Infinitely Losing My Edge
Yeah, I'm losing my edge.
I'm losing my edge.
The kids are coming up from behind.
I'm losing my edge.
I'm losing my edge to the kids from Seychelles and from Mexico City.
But I was there.
I was there in 1970.
I was there at the first Onyeabor show in Enugu.
I'm losing my edge.
I'm losing my edge to the kids whose footsteps I hear when they get on the decks.
I'm losing my edge to the internet seekers who can tell me every member of every good group from 1968 to 1977.
I'm losing my edge.
To all the kids in Copenhagen and Johannesburg.
I'm losing my edge to the art-school Woodstock kids in little jackets and borrowed nostalgia for the unremembered nineties.
I'm losing my edge.
I'm losing my edge.
I can hear the footsteps every night on the decks.
But I was there.
I was there in 1973 at the first Television practice in a loft in New York.
I was working on the güiro sounds with much patience.
I was there when Holger Czukay started up his first band.
I told him, "Don't do it that way. You'll never make a dime."
I was there.
I was the first guy playing Bluetip to the rap kids.
I played it at the Troubador.
Everybody thought I was crazy.
We all know.
I was there.
I was there.
I've never been wrong.
But I'm losing my edge to better-looking people with better ideas and more talent.
And they're actually really, really nice.
I'm losing my edge.
I heard you have a compilation of every good song ever done by anybody.
Every great song by In Retrospect. All the underground hits.
All Connie Case tracks. I heard you have a vinyl of every Avey Tare record on German import.
I heard that you have a white label of every seminal disco hit - 1985, '86, '87.
I heard that you have a CD compilation of every good '60s cut and another box set from the '80s.
I hear you're buying a synthesizer and a rhodes and are throwing your macbook out the window because you want to make something real. You want to make a The Pretty Things record.
I hear that you and your band have sold your arpeggiator and bought an oboe.
I hear that you and your band have sold your oboe and bought an arpeggiator.
I hear everybody that you know is more relevant than everybody that I know.

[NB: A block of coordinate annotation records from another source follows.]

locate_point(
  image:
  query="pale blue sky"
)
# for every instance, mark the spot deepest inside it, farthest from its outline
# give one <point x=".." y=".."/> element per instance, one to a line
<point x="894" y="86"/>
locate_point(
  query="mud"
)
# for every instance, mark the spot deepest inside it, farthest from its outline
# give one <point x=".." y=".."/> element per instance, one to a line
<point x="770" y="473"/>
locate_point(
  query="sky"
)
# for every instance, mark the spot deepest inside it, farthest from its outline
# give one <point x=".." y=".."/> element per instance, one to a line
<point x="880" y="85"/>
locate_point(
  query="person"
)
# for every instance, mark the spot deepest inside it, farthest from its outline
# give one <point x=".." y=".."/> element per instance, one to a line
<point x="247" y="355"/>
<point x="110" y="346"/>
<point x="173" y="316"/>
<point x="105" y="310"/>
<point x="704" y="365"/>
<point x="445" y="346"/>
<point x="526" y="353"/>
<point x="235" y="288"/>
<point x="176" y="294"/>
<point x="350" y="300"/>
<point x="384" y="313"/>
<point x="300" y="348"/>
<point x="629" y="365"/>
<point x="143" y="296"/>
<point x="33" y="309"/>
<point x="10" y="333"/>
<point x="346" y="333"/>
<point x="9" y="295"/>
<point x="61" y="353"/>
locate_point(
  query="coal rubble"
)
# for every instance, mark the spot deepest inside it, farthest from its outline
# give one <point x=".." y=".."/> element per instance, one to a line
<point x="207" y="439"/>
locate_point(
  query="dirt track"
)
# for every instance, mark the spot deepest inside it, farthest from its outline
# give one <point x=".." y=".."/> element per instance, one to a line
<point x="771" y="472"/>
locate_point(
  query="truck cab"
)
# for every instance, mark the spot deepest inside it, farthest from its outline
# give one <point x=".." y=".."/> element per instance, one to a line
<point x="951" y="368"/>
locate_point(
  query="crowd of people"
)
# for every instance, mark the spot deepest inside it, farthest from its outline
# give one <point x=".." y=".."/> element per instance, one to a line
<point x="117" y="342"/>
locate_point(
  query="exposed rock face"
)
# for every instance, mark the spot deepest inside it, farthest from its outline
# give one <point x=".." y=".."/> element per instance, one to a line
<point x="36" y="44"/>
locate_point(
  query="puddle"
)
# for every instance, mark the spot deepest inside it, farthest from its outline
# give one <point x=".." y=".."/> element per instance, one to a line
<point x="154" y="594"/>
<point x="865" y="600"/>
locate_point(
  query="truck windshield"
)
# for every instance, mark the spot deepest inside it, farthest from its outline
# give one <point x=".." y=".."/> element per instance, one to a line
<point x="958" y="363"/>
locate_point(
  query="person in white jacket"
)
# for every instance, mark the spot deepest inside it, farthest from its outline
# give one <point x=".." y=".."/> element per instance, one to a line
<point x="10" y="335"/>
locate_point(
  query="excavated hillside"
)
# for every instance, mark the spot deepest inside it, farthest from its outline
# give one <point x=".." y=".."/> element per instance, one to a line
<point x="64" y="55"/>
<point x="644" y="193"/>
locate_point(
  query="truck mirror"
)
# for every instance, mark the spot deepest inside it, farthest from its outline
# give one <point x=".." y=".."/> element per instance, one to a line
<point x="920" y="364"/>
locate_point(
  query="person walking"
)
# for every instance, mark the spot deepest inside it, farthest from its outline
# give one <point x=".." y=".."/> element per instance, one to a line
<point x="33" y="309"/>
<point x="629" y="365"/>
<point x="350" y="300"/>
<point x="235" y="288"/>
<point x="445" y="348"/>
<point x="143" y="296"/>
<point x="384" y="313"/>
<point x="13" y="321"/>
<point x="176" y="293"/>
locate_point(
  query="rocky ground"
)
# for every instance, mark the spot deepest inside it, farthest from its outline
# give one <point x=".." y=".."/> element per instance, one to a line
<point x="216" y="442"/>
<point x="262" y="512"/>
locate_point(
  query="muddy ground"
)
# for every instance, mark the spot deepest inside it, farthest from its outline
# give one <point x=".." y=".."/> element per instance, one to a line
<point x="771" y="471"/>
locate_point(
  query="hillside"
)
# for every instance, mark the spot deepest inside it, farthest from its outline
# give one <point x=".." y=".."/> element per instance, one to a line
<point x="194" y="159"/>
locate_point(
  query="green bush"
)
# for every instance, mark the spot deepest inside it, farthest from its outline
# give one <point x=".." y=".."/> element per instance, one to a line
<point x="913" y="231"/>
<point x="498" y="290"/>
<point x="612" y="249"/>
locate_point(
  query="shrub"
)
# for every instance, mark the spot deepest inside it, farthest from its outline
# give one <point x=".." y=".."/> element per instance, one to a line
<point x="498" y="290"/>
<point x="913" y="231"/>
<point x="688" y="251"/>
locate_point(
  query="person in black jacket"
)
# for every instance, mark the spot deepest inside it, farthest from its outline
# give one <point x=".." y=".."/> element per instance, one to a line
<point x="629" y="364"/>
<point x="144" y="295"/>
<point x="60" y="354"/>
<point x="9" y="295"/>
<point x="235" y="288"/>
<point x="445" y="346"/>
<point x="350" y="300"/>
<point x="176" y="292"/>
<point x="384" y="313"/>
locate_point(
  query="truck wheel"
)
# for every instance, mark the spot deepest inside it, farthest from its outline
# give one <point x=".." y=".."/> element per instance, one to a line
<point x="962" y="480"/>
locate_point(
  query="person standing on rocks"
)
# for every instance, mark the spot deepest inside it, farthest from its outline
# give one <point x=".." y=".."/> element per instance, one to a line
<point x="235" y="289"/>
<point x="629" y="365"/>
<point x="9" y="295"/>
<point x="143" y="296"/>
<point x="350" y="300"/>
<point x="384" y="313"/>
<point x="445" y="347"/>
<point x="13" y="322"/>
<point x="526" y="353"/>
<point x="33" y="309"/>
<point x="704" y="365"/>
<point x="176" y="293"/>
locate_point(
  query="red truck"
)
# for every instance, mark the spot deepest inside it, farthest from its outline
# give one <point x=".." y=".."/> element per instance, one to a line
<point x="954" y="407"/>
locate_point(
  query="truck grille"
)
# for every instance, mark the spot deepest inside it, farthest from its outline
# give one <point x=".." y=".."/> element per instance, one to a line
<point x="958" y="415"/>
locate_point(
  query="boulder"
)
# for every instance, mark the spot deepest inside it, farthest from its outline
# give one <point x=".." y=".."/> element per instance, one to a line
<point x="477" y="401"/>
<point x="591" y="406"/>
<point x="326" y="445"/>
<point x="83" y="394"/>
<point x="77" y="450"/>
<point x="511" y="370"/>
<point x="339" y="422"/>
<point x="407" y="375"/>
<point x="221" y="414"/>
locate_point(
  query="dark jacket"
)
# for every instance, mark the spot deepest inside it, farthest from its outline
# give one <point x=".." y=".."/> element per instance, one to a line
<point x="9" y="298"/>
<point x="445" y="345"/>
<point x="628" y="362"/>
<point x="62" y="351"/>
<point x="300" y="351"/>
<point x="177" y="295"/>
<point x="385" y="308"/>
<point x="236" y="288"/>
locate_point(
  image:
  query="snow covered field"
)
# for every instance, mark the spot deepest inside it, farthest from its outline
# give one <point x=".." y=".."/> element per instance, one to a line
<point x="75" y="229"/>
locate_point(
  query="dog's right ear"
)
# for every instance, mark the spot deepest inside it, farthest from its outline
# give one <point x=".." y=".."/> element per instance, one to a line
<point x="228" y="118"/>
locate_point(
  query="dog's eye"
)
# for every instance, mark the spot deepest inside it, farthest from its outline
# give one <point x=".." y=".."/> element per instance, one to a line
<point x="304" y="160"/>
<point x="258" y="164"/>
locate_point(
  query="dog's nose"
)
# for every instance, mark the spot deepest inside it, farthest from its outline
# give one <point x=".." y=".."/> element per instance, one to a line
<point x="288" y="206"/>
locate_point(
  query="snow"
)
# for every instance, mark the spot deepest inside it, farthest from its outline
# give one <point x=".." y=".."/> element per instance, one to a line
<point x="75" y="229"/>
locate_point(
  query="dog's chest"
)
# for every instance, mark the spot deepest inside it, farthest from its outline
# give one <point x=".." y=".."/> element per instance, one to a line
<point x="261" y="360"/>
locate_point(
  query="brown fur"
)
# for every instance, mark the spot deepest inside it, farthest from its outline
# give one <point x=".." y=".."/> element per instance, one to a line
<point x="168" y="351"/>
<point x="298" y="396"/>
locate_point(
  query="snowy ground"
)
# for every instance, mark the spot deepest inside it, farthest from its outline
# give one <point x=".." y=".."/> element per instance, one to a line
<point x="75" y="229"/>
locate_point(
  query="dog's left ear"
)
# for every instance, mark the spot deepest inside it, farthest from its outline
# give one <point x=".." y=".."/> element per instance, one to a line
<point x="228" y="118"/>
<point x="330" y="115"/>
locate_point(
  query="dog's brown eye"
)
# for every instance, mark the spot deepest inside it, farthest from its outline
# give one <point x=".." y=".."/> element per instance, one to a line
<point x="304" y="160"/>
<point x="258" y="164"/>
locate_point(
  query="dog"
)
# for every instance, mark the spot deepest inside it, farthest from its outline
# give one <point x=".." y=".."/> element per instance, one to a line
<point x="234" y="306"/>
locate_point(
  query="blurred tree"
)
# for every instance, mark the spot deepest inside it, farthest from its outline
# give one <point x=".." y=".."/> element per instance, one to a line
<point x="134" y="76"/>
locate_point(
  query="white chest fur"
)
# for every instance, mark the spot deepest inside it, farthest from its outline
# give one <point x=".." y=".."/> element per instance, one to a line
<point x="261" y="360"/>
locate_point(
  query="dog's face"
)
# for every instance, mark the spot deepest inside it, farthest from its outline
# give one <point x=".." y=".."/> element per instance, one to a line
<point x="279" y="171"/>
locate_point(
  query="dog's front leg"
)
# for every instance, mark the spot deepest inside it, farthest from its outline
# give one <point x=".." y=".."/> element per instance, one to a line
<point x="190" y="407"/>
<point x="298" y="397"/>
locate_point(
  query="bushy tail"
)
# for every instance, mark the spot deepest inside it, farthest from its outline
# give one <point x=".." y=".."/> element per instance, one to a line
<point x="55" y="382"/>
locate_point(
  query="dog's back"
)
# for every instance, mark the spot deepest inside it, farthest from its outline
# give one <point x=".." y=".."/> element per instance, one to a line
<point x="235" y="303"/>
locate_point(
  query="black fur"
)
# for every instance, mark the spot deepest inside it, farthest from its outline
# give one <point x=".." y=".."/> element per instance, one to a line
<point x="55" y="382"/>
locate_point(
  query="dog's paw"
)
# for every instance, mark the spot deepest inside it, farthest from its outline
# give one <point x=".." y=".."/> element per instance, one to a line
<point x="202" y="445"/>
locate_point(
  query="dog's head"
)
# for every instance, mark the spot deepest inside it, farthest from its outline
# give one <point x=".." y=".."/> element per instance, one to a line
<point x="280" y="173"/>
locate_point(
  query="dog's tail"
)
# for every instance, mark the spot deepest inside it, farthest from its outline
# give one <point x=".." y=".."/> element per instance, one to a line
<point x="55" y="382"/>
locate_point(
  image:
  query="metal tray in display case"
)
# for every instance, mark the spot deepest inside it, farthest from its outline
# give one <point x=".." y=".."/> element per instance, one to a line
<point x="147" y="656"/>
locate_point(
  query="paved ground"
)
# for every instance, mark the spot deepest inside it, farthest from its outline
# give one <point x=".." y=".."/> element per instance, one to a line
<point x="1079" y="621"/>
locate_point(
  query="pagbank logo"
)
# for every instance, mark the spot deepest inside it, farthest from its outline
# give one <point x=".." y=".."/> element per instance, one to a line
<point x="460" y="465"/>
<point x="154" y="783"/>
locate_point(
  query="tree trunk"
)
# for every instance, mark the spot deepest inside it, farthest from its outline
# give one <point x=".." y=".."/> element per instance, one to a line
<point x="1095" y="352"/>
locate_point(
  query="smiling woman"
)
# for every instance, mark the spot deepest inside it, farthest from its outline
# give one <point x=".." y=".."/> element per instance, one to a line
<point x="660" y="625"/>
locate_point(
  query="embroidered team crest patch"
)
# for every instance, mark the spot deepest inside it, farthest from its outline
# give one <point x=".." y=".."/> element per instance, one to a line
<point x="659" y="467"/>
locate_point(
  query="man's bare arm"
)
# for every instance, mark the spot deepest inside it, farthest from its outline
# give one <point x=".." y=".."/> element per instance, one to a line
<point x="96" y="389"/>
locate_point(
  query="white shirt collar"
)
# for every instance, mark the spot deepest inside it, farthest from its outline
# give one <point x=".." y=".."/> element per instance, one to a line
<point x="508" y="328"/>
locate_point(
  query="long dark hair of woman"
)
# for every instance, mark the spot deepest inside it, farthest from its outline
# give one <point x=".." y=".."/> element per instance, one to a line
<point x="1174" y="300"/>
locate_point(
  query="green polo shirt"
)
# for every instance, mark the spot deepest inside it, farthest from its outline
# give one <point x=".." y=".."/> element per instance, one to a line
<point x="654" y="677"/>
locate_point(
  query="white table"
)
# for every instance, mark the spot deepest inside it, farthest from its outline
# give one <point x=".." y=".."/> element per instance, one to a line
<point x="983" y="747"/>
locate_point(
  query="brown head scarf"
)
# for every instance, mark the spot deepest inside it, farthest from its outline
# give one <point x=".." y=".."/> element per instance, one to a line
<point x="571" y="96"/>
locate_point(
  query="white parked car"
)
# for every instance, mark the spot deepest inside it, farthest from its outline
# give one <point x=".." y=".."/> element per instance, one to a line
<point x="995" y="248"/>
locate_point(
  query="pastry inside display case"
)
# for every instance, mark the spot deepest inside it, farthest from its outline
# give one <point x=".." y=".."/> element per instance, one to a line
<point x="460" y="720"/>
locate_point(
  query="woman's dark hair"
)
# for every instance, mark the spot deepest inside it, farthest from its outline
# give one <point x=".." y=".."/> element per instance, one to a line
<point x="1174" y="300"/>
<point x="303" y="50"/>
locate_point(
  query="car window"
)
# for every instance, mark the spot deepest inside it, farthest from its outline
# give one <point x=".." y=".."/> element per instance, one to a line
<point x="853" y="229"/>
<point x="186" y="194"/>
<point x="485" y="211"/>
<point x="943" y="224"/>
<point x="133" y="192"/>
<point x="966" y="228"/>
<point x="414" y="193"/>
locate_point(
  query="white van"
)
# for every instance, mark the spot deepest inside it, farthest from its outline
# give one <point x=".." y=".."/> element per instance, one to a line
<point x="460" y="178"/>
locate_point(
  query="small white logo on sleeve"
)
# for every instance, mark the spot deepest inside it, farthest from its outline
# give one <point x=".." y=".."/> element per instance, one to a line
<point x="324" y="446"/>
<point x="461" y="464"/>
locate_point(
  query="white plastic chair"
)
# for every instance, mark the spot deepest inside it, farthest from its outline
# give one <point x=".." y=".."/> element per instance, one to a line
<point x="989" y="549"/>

But have you seen my records?
Ituana,
The Names,
Piero Umiliani,
The American Breed,
Lou Reed,
The Birthday Party,
Oppenheimer Analysis,
Sparks,
Smog,
The Pop Group,
The Peanut Butter Conspiracy,
Neu!,
John Cale,
Pylon,
D'Angelo,
Connie Case,
Scratch Acid,
Public Image Ltd.,
Larry & the Blue Notes,
Ponytail,
The Zeros,
The Dead C,
The Searchers,
Louis and Bebe Barron,
Crispian St. Peters,
PIL,
Massinfluence,
Nico,
Masta Ace, Craig G, Kool G Rap, Big Daddy Kane,
Surgeon,
Malaria!,
Echospace,
The Happenings,
The Misunderstood,
Grandmaster Flash,
The Index,
Eric Dolphy,
The Gun Club,
Roger Hodgson,
The Standells,
The Dirtbombs,
Niagra,
Masters at Work,
Ralphi Rosario,
Ajijia Myrayebe,
Eric B and Rakim,
Bizarre Inc.,
New Age Steppers,
a-ha,
R.M.O.,
Minnie Riperton,
Danielle Patucci,
Al Stewart,
Andrew Ashong & Theo Parrish,
James Chance & The Contortions,
China Crisis,
Bootsy Collins,
Howard Jones,
John Lydon,
The Remains,
The Raincoats,
Rowland S Howard / Lydia Lunch, Rowland S Howard / Lydia Lunch, Rowland S Howard / Lydia Lunch, Rowland S Howard / Lydia Lunch.
You don't know what you really want.
You don't know what you really want.
You don't know what you really want.
You don't know what you really want.
You don't know what you really want.
You don't know what you really want.
You don't know what you really want.
You don't know what you really want.
You don't know what you really want.
You don't know what you really want.
You don't know what you really want.
You don't know what you really want.
You don't know what you really want.
You don't know what you really want.
You don't know what you really want.